2 App. D.C. 461 | D.C. | 1894

Mr. Justice Shepard

delivered the opinion of the Court:

1. This case turns upon the construction of the will. To its provisions alone must we look for the meaning of the testatrix. Her declarations made to the witnesses with respect to her wishes and intentions are not admissible in explanation, and cannot be considered. Weatherhead’s Lessee v. Baskerville, 11 How., 357; Wilkins v. Allen, 18 How., 385.

2. The devise of the “piece of ground next to her lot at Mount Pleasant” is not void for uncertainty. It appears that the testatrix owned, at the time of making the will, a small piece of ground next the devisee’s lot at Mount Pleasant, which was well known and perfectly certain of identification. The devise, however, created an estate for life only in Mrs. Snyder. A simple devise of land, by the law of this District, without any words of limitation or description of the extent of the interest devised, creates a life estate only. At the same time, to enlarge the estate into a fee does not require the use of technical terms or any particular form of words. Any words which will sufficiently show the intention of the testator to create more than a life estate will be given that effect, no matter what their form may be; and the whole will may be looked into in order to ascertain the meaning to be given to this particular part. It is true also that partial intestacy is not favored; but this is a rule of construction only which must yield to the superior rule of law.

The will in the case of Richardson v. Penicks, 1 App. D. C., 261, is a very different one from this, and taking its provisions as a whole, the court concluded that the testator’s intention therein to create an estate in fee in the remainderman was sufficiently plain to authorize that construction.

3. The chief point of contention in this case is whether the devise to Mrs. Snyder passes to her the subsequently acquired lot on Q street. Here, again, the rule of law as *468regards real estate is, that the will speaks from its execution instead of from the testator’s death, unless, as prescribed in the act of Congress of January 17, 1887, “it shall appear that it was the intention of the testator to devise property acquired after the execution of the will.” 24 Stat., 366.
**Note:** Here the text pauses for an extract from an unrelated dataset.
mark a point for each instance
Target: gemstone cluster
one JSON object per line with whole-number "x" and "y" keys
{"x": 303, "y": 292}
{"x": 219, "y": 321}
The statutes generally of the States which have amended or changed the rule of the English law as it prevailed in England until the act of 1 Victoria, differ widely in their terms. Hence the cases arising under them must be considered with that in view. Some of these declare that the will must be held to convey all the real estate belonging to the testator at the time of his decease, unless it shall clearly appear by his will that he intended otherwise. Other statutes are more like the act of Congress mentioned, and some go so far as to require that the intention to pass after-acquired real estate must “clearly and manifestly appear,” or be “ clear and specific,” and the like. The construction given this class of statutes, however, has been about the same, and of a very liberal nature. All agree that the intention need not be declared in express words, and that it will be sufficient if it can be reasonably made out in the will taken as a whole. Wait v. Belding, 24 Pick., 129; Brimmer v. Sohier, 1 Cush., 118; Miss. Soc. v. Mead, 131 Ill., 338; Briggs v. Briggs, 69 Iowa, 617; Pruden v. Pruden, 14 Ohio St., 253; Paine v. Forsaith, 84 Me., 66.

In some, if not all, of these cases it will be found that the wills themselves plainly showed the testator meant his after-acquired real estate to pass. In the Illinois case the court said the “ conclusion is irresistible,” and in that from Maine it was said “ the whole will pulsates with the intention.”

We can find no such intention in the words of this will. It is very short, but not too short for the testatrix to make a specific devise of the only real estate which she then owned and of all her “belongings.” There is mo residuary devise or bequest of all her property, or of what she might have left, and the like, as was the case in the wills construed in the majority of the cases above cited.

*469The words “ and all my belongings,” which conclude the sentence in which the devise to Mrs. Snyder is made, have been urged as showing this intention. It is contended that the word “ belongings ” is synonymous with property, which has generally been held to include real estate. We have not been able to find where this word has ever been given such , effect. In the common vernacular, it seems to be used to convey the idea of personal property, goods and effects, and these in the restricted sense of such as are peculiarly attached to the person. It may well be held to have been used in this will as referring to all the personal property of the testatrix, and we so consider it; but we cannot stretch its meaning so as to cover not only real estate, but also after-acquired real estate. We do not mean to say that the word may not, under some circumstances, be held to embrace real estate; but to do so the intention to give it this extended signification should be clear.

Nor do we think that the suggestion of the second clause, to the effect that Mrs. Snyder may give the other sisters one' hundred dollars “ if she feels' like making a present,” is sufficient to show the intention of the testatrix to give to Mrs. Snyder all the residue of her estate of every kind then had or afterwards acquired. This suggestion is perfectly consistent with the bequest of all her “ belongings,” which, construed to embrace all her personal property and effects, amounted in value, as appears from the answer of Mrs. Snyder, to about nine hundred dollars.

In accordance with the foregoing views, the decree appealed from must be reversed, with costs to the appellant, and the cause remanded for further proceedings not inconsistent with this opinion ; and it is so ordered.